A different sort of comet was discovered in November 1975 by Richard West, working at the European Southern Observatory in Chile. It was clear from the beginning that Comet West would be brighter than Kohoutek, perhaps one of the brightest comets of the century. It would pass near the sun in the spring of 1976.
March of 1976 arrived in leonine fury, with snow, sleet and ice. At last, on the 8th, at 5 a.m., a wisp of cloud was brushed aside and there it was, Comet West, as bright as a first magnitude star, easily visible to the naked eye and looking exactly as a comet should. The coma burned in reflected sunlight. The tail stretched up from the horizon for three or four degrees. It was much brighter than expected, an object of exceptional beauty. There has been no comet since to equal it.
And now comes Halley’s Comet. Kohoutek won’t return for 80,000 years. Comet West has a period of 15,000 years. When West was last here our Cro-Magnon ancestors were cowering in caves to escape the rigors of the Ice Age. But the period of Halley’s Comet is proportioned to a human lifetime. Many people alive today will remember its last apparition. Seldom are we allowed such full pleasure of anticipation.
It remains to be seen whether Halley’s Comet will be a West or Kohoutek, a sleeper that surprises by its brightness or a ballyhooed space shot that fizzles on the pad.

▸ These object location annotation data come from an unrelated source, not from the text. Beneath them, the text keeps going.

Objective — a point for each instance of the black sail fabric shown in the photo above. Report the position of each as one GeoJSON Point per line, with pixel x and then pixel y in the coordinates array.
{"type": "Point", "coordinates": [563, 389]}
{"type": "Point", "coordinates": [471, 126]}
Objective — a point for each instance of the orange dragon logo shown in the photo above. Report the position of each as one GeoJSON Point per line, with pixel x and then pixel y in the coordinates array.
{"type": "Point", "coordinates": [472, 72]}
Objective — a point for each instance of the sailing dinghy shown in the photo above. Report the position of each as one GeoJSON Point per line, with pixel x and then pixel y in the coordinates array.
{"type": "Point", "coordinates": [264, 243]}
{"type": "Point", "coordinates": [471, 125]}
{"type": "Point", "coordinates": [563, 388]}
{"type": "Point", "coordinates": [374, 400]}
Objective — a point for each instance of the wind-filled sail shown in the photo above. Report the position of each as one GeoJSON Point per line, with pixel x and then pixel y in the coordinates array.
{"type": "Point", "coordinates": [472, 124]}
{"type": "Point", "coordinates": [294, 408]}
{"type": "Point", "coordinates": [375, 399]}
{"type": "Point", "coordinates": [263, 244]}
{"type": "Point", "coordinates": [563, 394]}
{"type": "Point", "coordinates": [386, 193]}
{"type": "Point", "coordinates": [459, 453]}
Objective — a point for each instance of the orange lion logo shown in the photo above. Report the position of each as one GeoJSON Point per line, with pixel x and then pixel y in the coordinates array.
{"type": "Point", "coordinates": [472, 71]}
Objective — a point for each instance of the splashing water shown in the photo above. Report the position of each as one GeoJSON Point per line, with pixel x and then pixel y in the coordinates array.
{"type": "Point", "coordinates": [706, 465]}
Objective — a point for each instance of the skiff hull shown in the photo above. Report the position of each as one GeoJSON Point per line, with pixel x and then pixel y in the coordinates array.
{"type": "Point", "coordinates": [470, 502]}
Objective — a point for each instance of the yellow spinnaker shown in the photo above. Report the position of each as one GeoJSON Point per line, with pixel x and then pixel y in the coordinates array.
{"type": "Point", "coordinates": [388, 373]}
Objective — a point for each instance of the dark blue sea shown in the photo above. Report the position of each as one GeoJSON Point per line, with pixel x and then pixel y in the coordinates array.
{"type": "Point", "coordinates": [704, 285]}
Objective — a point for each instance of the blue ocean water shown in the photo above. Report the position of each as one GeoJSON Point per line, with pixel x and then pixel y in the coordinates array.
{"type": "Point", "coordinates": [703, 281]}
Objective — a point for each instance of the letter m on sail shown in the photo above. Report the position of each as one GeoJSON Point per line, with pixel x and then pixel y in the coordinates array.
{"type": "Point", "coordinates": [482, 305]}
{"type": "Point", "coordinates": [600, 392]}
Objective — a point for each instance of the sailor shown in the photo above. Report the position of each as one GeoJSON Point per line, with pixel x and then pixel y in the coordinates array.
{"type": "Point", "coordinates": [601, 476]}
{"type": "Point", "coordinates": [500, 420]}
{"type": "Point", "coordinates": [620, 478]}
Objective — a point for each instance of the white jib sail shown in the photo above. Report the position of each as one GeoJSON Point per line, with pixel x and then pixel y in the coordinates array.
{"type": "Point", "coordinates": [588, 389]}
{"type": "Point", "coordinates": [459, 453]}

Either way, the comet is certain to offer months of excitement for the viewer who is prepared to savor whatever beauty nature sends along.
Due to the arrangement of the orbits, the 1986 apparition of Halley’s Comet was less dramatic than previous visits. Undaunted, the author witnessed the event from the dark skies of the Australian outback. Halley’s Comet will make a return visit to Earth in 2061. ‑Ed.